Dono scrolled down to something calling itself 'impsex-official,' and then to ImpSecOfficial. They had taken down a--what? "Dono, what was this? Why did it get taken down?"
Dono said in a bored tone, "It was a picture of the emperor riding horseback, shirtless; the picture had obviously used another source for the rider and badly overlain the face with a picture of Gregor. It was obviously falsified."
"Even if it had been real, could they have published this? Gregor would hate it."
Dono waggled his hand back and forth. "I'm not sure. They don't make it easy for anyone to get close enough to Gregor. Probably ImpSec would have suppressed it. They do keep tabs. If your writers--"
"Not MY writers--"
"if the authors are especially scurrilous, the material is redacted. The Emperor says--you should know this, you see him more often--he's quietly put it about that a free press isn't totally free to attack a person's character. Caricature, yes."
In true Impsec style, Miles quickly forced the machine to divulge information about 'his' writers. There were two major offenders. He smiled evilly as he prepared letters for each electronic mail account.
"Miles, you can't--what are you doing?--that's very demeaning."
"They write fiction about me, I'll write the 'truth' about them."

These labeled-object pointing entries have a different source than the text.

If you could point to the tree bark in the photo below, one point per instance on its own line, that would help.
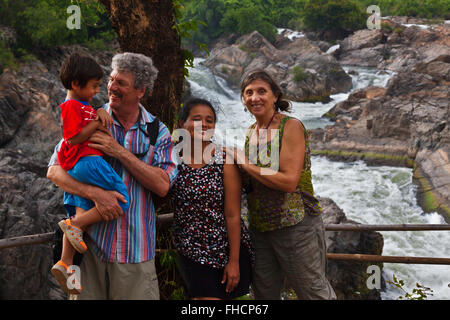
(147, 27)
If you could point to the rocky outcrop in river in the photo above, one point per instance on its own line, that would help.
(30, 204)
(406, 123)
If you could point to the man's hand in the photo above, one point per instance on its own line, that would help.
(104, 142)
(107, 204)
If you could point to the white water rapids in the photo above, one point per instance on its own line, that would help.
(369, 195)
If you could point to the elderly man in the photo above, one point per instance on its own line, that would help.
(119, 263)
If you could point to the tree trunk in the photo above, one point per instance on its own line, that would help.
(146, 26)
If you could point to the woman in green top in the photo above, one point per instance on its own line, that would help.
(285, 222)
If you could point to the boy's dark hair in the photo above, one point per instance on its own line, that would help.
(192, 102)
(81, 68)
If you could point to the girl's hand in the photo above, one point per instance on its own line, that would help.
(231, 276)
(104, 117)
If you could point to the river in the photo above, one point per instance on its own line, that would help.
(370, 195)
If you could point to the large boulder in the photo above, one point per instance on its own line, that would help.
(29, 203)
(318, 73)
(397, 47)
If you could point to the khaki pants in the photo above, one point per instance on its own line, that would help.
(117, 281)
(297, 253)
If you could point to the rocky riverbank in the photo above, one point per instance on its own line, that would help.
(30, 204)
(406, 123)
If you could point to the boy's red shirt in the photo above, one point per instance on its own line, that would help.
(75, 115)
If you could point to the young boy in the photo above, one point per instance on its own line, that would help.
(81, 76)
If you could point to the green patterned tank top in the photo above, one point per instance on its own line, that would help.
(271, 209)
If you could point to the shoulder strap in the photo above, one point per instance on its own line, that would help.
(153, 130)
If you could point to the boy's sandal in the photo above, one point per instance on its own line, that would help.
(60, 272)
(74, 235)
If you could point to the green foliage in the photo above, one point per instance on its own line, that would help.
(224, 17)
(185, 28)
(418, 293)
(322, 15)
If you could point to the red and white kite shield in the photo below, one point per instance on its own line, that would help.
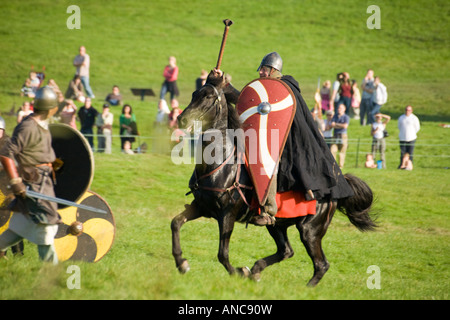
(266, 108)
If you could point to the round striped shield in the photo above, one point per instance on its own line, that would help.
(95, 236)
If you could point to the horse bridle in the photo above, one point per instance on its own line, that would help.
(216, 101)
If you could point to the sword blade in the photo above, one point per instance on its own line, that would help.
(37, 195)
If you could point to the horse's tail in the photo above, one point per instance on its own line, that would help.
(358, 207)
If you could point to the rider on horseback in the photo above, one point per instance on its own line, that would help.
(306, 164)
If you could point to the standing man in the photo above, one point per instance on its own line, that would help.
(306, 164)
(170, 80)
(368, 90)
(340, 124)
(31, 146)
(104, 129)
(88, 115)
(82, 62)
(379, 98)
(408, 125)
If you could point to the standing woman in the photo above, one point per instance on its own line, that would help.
(170, 83)
(128, 127)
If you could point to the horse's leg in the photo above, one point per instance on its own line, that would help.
(312, 229)
(284, 250)
(190, 213)
(226, 226)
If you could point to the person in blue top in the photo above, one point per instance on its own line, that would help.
(340, 124)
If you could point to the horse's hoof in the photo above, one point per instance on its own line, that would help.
(184, 267)
(256, 277)
(244, 272)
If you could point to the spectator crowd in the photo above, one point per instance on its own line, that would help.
(336, 103)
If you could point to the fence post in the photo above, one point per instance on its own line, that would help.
(357, 152)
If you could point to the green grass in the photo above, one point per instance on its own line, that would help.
(129, 43)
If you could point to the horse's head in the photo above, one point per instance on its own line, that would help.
(208, 105)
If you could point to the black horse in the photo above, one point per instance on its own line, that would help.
(223, 191)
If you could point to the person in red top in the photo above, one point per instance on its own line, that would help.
(345, 92)
(170, 82)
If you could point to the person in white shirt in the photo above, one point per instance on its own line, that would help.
(379, 99)
(408, 125)
(83, 62)
(378, 141)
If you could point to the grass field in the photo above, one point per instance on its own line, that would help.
(129, 43)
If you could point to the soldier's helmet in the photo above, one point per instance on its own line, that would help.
(273, 60)
(45, 99)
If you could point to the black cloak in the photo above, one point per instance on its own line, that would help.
(306, 162)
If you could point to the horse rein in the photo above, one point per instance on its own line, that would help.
(236, 184)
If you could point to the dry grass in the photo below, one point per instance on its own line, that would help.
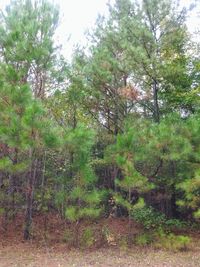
(52, 252)
(31, 256)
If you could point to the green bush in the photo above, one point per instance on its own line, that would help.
(171, 241)
(69, 237)
(87, 239)
(148, 217)
(152, 219)
(143, 239)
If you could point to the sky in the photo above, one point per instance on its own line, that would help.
(78, 15)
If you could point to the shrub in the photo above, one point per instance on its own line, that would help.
(148, 217)
(152, 219)
(143, 239)
(171, 241)
(87, 239)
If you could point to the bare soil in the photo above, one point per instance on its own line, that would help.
(47, 248)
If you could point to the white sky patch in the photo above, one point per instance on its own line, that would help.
(76, 16)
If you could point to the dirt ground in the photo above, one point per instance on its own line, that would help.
(31, 256)
(14, 252)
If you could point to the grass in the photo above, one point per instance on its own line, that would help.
(30, 256)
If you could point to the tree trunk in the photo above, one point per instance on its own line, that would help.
(155, 101)
(29, 199)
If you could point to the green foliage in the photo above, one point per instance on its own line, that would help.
(143, 239)
(152, 219)
(172, 242)
(87, 239)
(148, 217)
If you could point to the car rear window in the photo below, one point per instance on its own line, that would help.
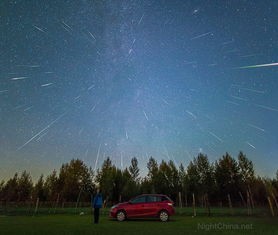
(165, 198)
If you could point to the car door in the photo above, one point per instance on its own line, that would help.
(136, 207)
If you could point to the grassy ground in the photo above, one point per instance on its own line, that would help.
(76, 224)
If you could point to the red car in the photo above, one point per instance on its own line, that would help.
(144, 206)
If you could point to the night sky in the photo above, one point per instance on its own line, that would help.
(90, 79)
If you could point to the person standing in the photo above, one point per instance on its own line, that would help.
(97, 204)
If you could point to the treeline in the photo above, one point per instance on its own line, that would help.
(215, 182)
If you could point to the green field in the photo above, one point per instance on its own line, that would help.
(76, 224)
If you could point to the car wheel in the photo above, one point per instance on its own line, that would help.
(163, 216)
(121, 216)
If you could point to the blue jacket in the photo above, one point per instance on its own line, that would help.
(97, 201)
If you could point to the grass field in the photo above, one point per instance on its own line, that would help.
(76, 224)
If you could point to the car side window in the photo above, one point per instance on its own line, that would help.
(138, 200)
(154, 199)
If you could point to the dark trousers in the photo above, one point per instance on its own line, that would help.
(96, 215)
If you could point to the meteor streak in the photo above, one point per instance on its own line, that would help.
(258, 66)
(35, 136)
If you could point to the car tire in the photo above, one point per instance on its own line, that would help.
(164, 216)
(120, 216)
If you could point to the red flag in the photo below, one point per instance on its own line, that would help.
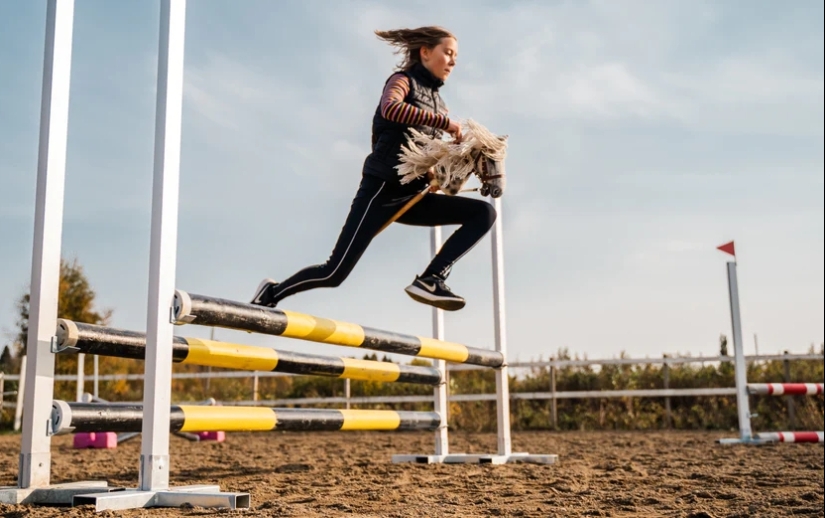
(728, 247)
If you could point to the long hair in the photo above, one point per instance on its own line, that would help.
(409, 42)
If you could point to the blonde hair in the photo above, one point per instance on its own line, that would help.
(409, 42)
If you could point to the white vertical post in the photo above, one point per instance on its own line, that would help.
(81, 382)
(21, 396)
(499, 320)
(96, 374)
(157, 394)
(35, 449)
(740, 369)
(440, 405)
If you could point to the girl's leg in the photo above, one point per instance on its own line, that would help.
(368, 212)
(476, 217)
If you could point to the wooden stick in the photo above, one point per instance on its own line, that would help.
(408, 205)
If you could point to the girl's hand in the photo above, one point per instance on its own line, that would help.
(454, 129)
(433, 182)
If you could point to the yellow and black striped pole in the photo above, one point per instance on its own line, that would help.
(195, 309)
(72, 417)
(106, 341)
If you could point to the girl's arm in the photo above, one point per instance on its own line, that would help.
(395, 109)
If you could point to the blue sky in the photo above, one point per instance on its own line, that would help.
(642, 135)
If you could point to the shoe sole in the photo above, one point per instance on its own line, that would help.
(259, 291)
(424, 297)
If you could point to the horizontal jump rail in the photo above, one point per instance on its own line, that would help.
(791, 436)
(76, 417)
(785, 389)
(107, 341)
(195, 309)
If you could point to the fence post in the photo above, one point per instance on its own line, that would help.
(666, 385)
(789, 399)
(553, 407)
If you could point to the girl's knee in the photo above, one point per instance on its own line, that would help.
(487, 213)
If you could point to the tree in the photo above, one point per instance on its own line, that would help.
(75, 301)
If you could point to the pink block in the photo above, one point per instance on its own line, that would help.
(107, 440)
(212, 436)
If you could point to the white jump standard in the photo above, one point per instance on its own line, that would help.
(745, 389)
(157, 416)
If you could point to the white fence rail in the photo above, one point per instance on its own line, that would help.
(551, 395)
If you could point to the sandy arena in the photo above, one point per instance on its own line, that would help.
(679, 474)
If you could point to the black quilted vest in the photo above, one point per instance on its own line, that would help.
(389, 136)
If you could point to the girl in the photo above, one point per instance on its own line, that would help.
(410, 99)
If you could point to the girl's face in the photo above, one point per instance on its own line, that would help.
(441, 59)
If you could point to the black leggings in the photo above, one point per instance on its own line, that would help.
(374, 204)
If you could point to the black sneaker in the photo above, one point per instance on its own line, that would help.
(432, 290)
(263, 294)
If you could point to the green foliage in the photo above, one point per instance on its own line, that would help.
(76, 302)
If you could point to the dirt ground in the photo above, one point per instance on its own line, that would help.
(682, 474)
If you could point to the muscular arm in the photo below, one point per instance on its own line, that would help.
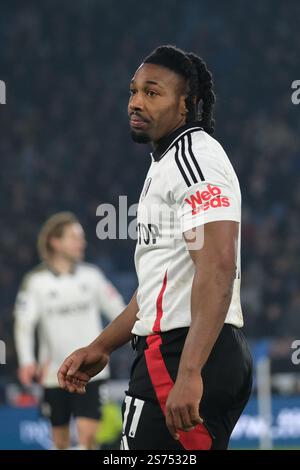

He finished his letters. "Now, let's see about finding out who owns these accounts."--
"Miles, that's called fat-shaming. It's not nice." He'd found with a picture of a quite obese woman, with a supposed weight below, ready to receive the overlay photos he had ordered the network to produce.
He was all set to receive the account-holders' pictures, when Dono slammed his wrist to the desk.
"They're not ignorant, you know. They'll trace the letters back to me, and I won't have it. Come on, Miles--do you not find it at least a little amusing to think that some women besides your wife think you're a sexy match for a very large Cetagandan? Let it alone."
He let it alone, reluctantly, until the next day, when two private mails slotted into his comconsole. One offered him virtual cookies, from a lovely serving dish placed on a piano; the other offered a beautiful sketch--one could even say drawn from memory--of a Ma Kosti spread. Each had a single line.
"Sorry." TVB.
"Sorry, but Ekaterin said it was funny." OKVR.
He clenched his teeth and went in search of his no-longer-overly-socialized wife.